Alleen Gód kan vergeven
In het voorgaande is wel duidelijk geworden waarom mensen vandaag zo weinig ‘kunnen’ met het bijbels spreken over verzoening. In onze tolerante samenleving komen we er al ‘polde­rend’ wel uit - en anders halen we er een mediator bij. Conflicten zijn er om opgelost te worden. We blijven daarmee aan de oppervlakte. Er zijn echter ook diepten van aangedaan kwaad en beschadiging die menselijk gezien onherstelbaar zijn. Jaren geleden las ik de noodkreet van een vader, wiens dochter voor een paar centen vermoord was door een verslaafde: ‘Vergeven? Ik zou niet wéten, hoe het moet!’ Met deze vragen in het achterhoofd ga ik nog weer eens naar de bijbel en de christelijke traditie. Hoe zit dat nu precies met de relatie tussen Gods barmhartigheid enerzijds en zijn toorn en oordeel anderzijds? Twee dingen vallen dan op.
Ten eerste: Als we naar de bijbel gaan, lezen we daar helder dat de Here ‘gaarne vergevend’ is (Ps. 86:5). En als Hij voor Mozes zijn Naam uitroept horen we dat Hij ‘barmhartig en genadig, lankmoedig en groot van goedertierenheid en trouw’ is (Ex. 34:6). Dat zijn woorden die door de bijbel heen telkens terugkomen. ‘Bij U is vergeving’, roept de dichter van Psalm 130 uit de diepte van zijn ellenden, en ‘veel verlossing’. Christus heeft zijn Vader dan ook niet op vredelievender gedachten hoeven te brengen, maar God heeft zélf de wereld zo liefgehad dat Hij Christus heeft gezonden tot verzoening voor onze zonden (Joh. 3:16). Hij was zelf hélemaal in Christus, de wereld met zich verzoenend (2 Kor. 5:19). Dat zijn wel heel andere geluiden dan dat God ‘bloed wil zien’!
Er is nog een tweede element in het bijbels spreken over verzoening dat we niet over het hoofd mogen zien, namelijk dat we horen dat de Here alléén zonden kan vergeven. Nee, dat wil niet zeggen dat we als mensen dat ‘dus’ niet hoeven te doen. Integendeel, het is zelfs de opdracht van Jezus en Hij heeft ons in het Onze Vader geleerd dat we zonder een hartelijke bereidheid om de ander te vergeven niet tot God kunnen komen. Maar dat doet er niet aan af, dat alleen Gód de zonden kan vergeven. Hoe zit dat?

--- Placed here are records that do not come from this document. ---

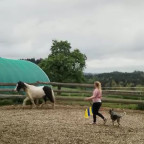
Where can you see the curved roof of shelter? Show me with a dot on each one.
(12, 71)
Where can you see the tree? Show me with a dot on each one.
(63, 65)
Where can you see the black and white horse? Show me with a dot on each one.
(36, 92)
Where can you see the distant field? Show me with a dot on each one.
(67, 125)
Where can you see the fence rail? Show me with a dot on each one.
(126, 91)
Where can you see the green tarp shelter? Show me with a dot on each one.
(12, 71)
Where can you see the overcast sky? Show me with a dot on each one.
(109, 32)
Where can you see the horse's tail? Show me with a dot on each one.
(49, 93)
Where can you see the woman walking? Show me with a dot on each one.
(97, 102)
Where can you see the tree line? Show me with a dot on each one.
(65, 65)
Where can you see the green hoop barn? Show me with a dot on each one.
(12, 71)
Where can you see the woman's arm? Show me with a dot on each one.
(93, 96)
(89, 98)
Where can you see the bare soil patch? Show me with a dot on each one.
(66, 125)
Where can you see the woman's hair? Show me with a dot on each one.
(97, 84)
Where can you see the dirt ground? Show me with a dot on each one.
(67, 125)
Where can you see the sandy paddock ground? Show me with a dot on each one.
(67, 125)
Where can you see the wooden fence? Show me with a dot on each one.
(78, 89)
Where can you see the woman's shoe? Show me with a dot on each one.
(105, 120)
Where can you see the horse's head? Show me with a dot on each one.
(20, 85)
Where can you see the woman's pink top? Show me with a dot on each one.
(97, 94)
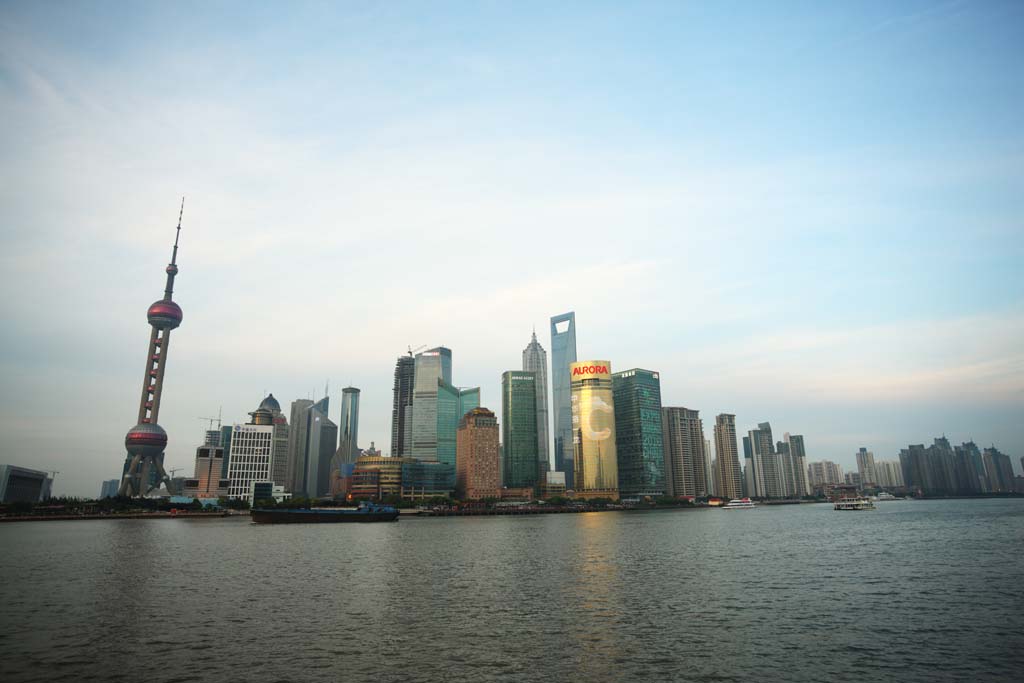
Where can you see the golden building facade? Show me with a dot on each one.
(593, 410)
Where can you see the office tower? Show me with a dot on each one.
(348, 449)
(562, 355)
(401, 406)
(728, 477)
(520, 466)
(593, 408)
(535, 359)
(477, 461)
(297, 440)
(20, 484)
(437, 407)
(311, 445)
(999, 469)
(207, 480)
(109, 488)
(251, 457)
(143, 469)
(824, 473)
(798, 464)
(865, 466)
(639, 445)
(433, 370)
(686, 472)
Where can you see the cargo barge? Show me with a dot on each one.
(367, 512)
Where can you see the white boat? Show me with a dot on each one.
(859, 503)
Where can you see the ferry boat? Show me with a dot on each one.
(741, 504)
(367, 512)
(859, 503)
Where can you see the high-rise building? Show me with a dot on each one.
(20, 484)
(686, 471)
(477, 460)
(311, 446)
(207, 480)
(729, 479)
(639, 444)
(865, 466)
(520, 466)
(535, 359)
(109, 488)
(797, 465)
(401, 407)
(297, 440)
(593, 407)
(563, 353)
(824, 473)
(143, 468)
(437, 407)
(348, 427)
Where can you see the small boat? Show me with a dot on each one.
(859, 503)
(367, 512)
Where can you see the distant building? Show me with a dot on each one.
(595, 464)
(520, 465)
(865, 466)
(207, 480)
(109, 488)
(639, 444)
(535, 359)
(477, 460)
(729, 480)
(824, 473)
(19, 484)
(686, 472)
(563, 353)
(401, 406)
(348, 427)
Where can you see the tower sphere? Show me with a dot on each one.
(145, 439)
(164, 314)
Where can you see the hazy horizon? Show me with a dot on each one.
(802, 214)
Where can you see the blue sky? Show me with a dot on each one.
(807, 214)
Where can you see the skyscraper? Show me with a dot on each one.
(521, 468)
(401, 407)
(593, 409)
(145, 441)
(865, 466)
(477, 461)
(437, 407)
(348, 426)
(562, 355)
(639, 444)
(535, 359)
(297, 438)
(728, 476)
(685, 469)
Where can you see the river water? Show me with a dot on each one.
(915, 591)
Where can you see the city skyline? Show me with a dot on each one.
(868, 295)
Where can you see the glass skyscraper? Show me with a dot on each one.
(437, 407)
(639, 442)
(593, 410)
(401, 408)
(535, 359)
(562, 354)
(519, 463)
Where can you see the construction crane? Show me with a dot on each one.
(212, 420)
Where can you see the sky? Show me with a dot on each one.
(805, 213)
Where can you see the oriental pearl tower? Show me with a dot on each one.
(146, 440)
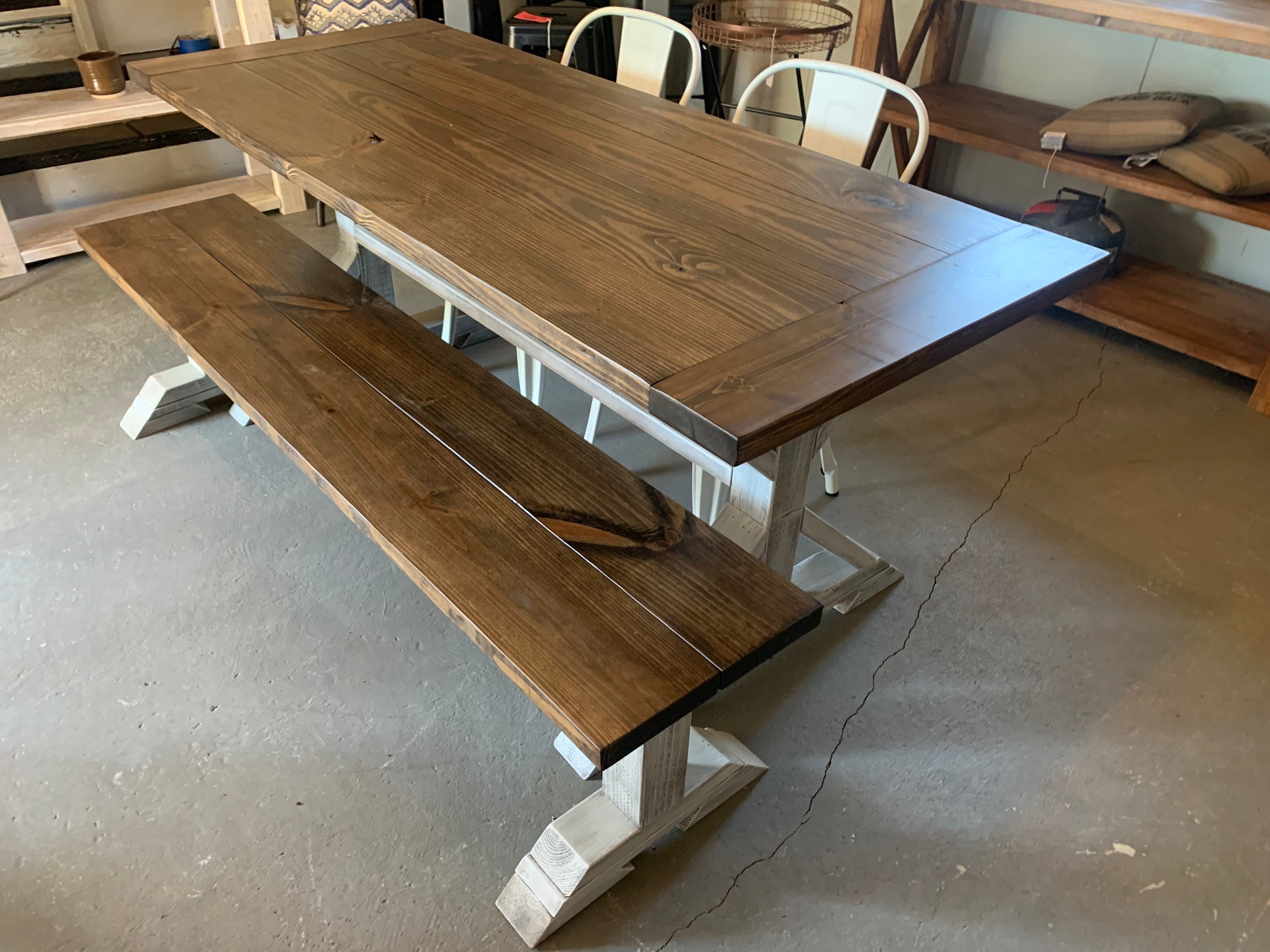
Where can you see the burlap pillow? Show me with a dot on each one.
(1233, 160)
(1138, 122)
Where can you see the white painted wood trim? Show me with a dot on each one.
(649, 781)
(169, 398)
(579, 762)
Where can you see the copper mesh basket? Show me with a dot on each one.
(771, 26)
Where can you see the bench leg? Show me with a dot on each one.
(11, 257)
(169, 398)
(766, 516)
(672, 781)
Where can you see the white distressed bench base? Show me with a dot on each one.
(584, 852)
(173, 397)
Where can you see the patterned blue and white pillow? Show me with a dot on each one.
(331, 16)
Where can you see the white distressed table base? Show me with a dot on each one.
(846, 578)
(173, 397)
(584, 852)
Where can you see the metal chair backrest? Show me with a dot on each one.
(844, 108)
(646, 49)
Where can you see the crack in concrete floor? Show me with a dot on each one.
(908, 635)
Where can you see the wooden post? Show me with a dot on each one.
(938, 67)
(169, 398)
(648, 782)
(869, 27)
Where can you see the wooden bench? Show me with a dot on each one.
(611, 607)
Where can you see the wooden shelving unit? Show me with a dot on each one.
(1010, 126)
(1214, 320)
(37, 238)
(60, 109)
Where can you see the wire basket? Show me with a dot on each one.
(771, 26)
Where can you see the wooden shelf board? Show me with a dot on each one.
(1242, 26)
(59, 109)
(1010, 126)
(54, 234)
(1214, 320)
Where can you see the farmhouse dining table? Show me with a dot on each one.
(725, 291)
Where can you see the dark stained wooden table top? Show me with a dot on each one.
(742, 288)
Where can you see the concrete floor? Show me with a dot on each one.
(230, 722)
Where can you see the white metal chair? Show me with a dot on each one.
(642, 62)
(841, 113)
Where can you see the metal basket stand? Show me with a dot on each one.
(774, 27)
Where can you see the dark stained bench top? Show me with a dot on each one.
(616, 611)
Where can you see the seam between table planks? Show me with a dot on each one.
(751, 306)
(797, 171)
(143, 72)
(600, 188)
(732, 659)
(825, 339)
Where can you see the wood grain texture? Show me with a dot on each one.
(1010, 126)
(653, 291)
(60, 109)
(764, 394)
(1200, 315)
(934, 220)
(607, 672)
(525, 187)
(789, 229)
(719, 599)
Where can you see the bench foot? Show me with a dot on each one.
(671, 782)
(169, 398)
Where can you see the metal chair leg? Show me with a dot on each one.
(447, 324)
(830, 468)
(592, 422)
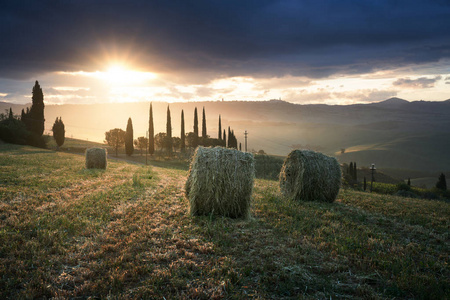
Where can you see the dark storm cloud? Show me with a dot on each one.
(264, 38)
(419, 83)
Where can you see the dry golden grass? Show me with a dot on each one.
(126, 233)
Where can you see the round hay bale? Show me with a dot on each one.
(220, 182)
(310, 176)
(96, 158)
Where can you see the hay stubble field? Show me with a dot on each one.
(125, 232)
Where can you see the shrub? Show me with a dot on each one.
(96, 158)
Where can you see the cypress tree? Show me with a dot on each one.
(59, 132)
(129, 147)
(204, 124)
(34, 120)
(151, 133)
(220, 129)
(183, 135)
(224, 139)
(442, 183)
(195, 128)
(169, 131)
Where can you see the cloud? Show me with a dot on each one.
(223, 38)
(419, 83)
(346, 97)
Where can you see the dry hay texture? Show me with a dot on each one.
(96, 158)
(310, 176)
(220, 182)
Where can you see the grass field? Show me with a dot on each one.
(126, 233)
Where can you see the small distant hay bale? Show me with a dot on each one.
(96, 158)
(310, 176)
(220, 182)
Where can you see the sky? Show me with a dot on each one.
(306, 52)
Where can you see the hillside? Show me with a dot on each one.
(125, 232)
(394, 134)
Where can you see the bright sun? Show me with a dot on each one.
(120, 75)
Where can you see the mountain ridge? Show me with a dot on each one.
(394, 128)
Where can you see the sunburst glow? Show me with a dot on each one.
(118, 74)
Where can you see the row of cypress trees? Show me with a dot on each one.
(194, 138)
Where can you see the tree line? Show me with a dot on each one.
(117, 138)
(28, 128)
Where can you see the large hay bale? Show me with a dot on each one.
(96, 158)
(310, 176)
(220, 182)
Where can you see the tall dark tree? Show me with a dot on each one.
(34, 119)
(224, 144)
(59, 132)
(204, 124)
(169, 131)
(195, 128)
(115, 138)
(220, 129)
(182, 135)
(442, 183)
(129, 147)
(141, 143)
(151, 133)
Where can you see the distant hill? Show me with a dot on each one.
(394, 133)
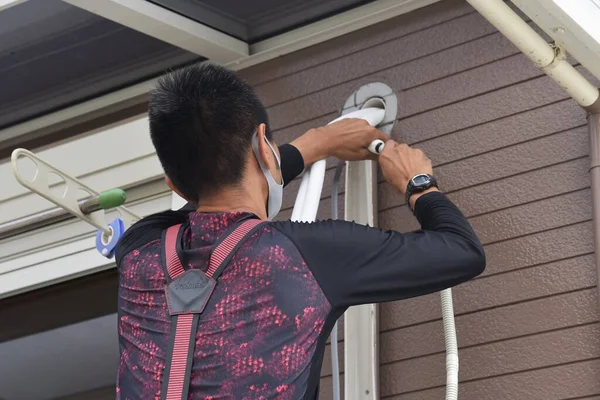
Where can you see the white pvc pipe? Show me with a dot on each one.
(309, 194)
(307, 206)
(305, 209)
(550, 60)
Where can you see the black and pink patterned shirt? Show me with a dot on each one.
(262, 334)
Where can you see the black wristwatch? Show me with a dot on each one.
(418, 184)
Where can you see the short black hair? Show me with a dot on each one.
(202, 118)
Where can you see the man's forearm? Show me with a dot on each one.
(312, 147)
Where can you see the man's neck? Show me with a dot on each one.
(231, 200)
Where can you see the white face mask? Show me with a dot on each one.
(275, 189)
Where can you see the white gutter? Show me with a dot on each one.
(286, 43)
(549, 59)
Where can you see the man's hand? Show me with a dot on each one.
(347, 140)
(400, 163)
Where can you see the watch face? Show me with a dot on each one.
(421, 180)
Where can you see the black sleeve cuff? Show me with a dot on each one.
(292, 162)
(427, 205)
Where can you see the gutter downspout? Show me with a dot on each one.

Als in het Nieuwe Testament de opdracht klinkt elkaar te vergeven, zit daar niet de gedachte achter dat we dat wel ‘even’ kunnen. De discipelen vragen niet voor niets aan Jezus: ‘Geef ons meer geloof!’ (Luc. 17:5) Wie ernst maakt met Jezus’ oproep de ander te vergeven gaat iets beseffen van de diepte en reikwijdte van het kwaad. Iemand vergeven die gewoon doorgaat te doen wat hij jou en misschien ook anderen aandeed, kan niet. Vergeven kan alleen als die ander ook radicaal verandert. Maar ook dan - hoe zul je ooit nog in één wereld kunnen samenleven met degene die jou stelselmatig misbruikt heeft? We lopen hard tegen de eigen grenzen van onze eigen mogelijkheden aan. En niet te vergeten: hoeveel bitterheid, lelijkheid en haat huist er wel niet in mij? Ik ben zélf aangewezen op Gods vergeving en de vernieuwing door zijn Geest.

Vergeving en nieuwe schepping
Het is dus waar: om te kunnen vergeven hebben we God nodig. Om al die rebellie, dwaasheid en kwaadaardigheid - kortom: die zonde - uit ons mensen weg te krijgen, waren en zijn in deze wereld geen middelen voorhanden. Er zijn ethici, en niet de slechtste, die zeggen dat je een mens nooit zijn verantwoordelijkheid voor zijn daden mag afnemen. Dan neem je hem zichzelf af. Daar zit veel in: onze daden zijn geen losse handelingen, maar daarin komt openbaar wie we zijn. Als je dan iemand onvoorstelbare en onherstelbare schade hebt toegebracht, kun je dan nog wel leven? Kunnen degenen die door het misdrijf getroffen zijn - niet alleen het slachtoffer en diens omgeving of nabestaanden, maar ook de samenleving als geheel - jou dan nog in hun midden dulden?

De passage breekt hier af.